The rise and fall of Lisp at the Jet Propulsion Lab (2002)

  • Here's the paper that summarizes the results of the Remote Agent flight experiment ("RAX"), which is the project Erann was working on at the time:

    www-aig.jpl.nasa.gov/public/papers/rax-results-isairas99.ps

    The stuff about integrating a Lisp executive/planner and the rest of the C flight software is in section 4.1.

    It's for sure none of this flight software is in Lisp any more. Additionally, I would be highly surprised if any shred of the ground software that supports it is in Lisp. Both flight and ground s/w is almost certainly in C/C++ and Java.

    One of the successors to RAX is:

    http://ase.jpl.nasa.gov/

    in which an Earth-orbiting spacecraft can recognize events like volcano eruptions) and autonomously (without ground control) take extra data from it.

    *

    It's hard to appreciate just how unwilling a flight mission is to take on any unnecessary technical risk. Risk, along with cost, schedule, and mass, is one of the fundamental things mission designers must cope with. Lisp looks like risk, and risk will be eliminated ruthlessly (as in the meeting Erann describes in the OP).
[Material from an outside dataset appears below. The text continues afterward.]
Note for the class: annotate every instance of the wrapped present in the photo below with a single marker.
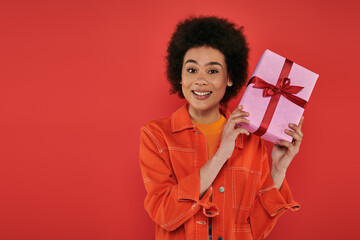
(276, 95)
    Additionally, there are the software lifecycle considerations. That is, flight s/w, if it works, tends to be passed forward from mission to mission, and quirky choices tend to be weeded out.

  • "we're confusing best practice with standard practice"

    This nails my dislike of the phrase 'best practice'. It never means 'the best way to do it' and always means 'the way everyone else does it' or worse 'the way the person writing the phrase has just thought of doing it'.

  • "15. (Shea's Law) The ability to improve a design occurs primarily at the interfaces. This is also the prime location for screwing it up."

    From Akin's Laws of Spacecraft Design: http://spacecraft.ssl.umd.edu/akins_laws.html

  • From the article: "The management world has tried to develop software engineering processes that allow people to be plugged into them like interchangeable components. < . . . > To my mind, the hallmark of the interchangeable component model of software engineers is Java."

    I hate that attitude in management. I've been surprised to find that at higher levels (think C-level) of management leaders who completely don't think of engineers as plug-and-play. I wonder if it is an attitude or viewpoint more common in lower level management in large organizations.

    Regardless, I kind of gave up on Java simply because I felt it seemed to get me into environments where people were treated as cogs.

  • "Debugging a program running on a $100M piece of hardware that is 100 million miles away is an interesting experience. Having a read-eval-print loop running on the spacecraft proved invaluable in finding and fixing the problem."

    I would love to see a transcript of this debugging session.

  • As someone who's never used Lisp before, what's the difference between Lisp and Haskell? I keep hearing old stories about the virtues of Lisp, but it doesn't seem like anyone uses it anymore. Has it just been replaced by newer functional languages?

  • I think the article lacks a lot of meat. It talks about what the author used Lisp for, but it doesn't really dicsuss why he thinks Lisp should be used, or why others thought it should not be used.

    For example,

    "Someone (I don't know who) interrupted him [the software integration engineer] and asked if he could change only one thing to make things better what would it be. His answer was: get rid of Lisp. That one event was pretty much the end of Lisp at JPL."

    Why did the integration engineer say that? This should be the cornerstone of the article. Same thing goes for the Google discussion he quotes.

    Also, the author doesn't seem to take market forces into effect, eg. given that C++/Java became the dominant languages, I'm almost certain there were (are) not enough Lisp programmers on the market for Lisp to be a feasible technology at a large organization.

  • Nice article, but I really didn't like the ending. It seemed a lot like Republican "everything the government does is wrong and costs taxpayer dollars" propaganda.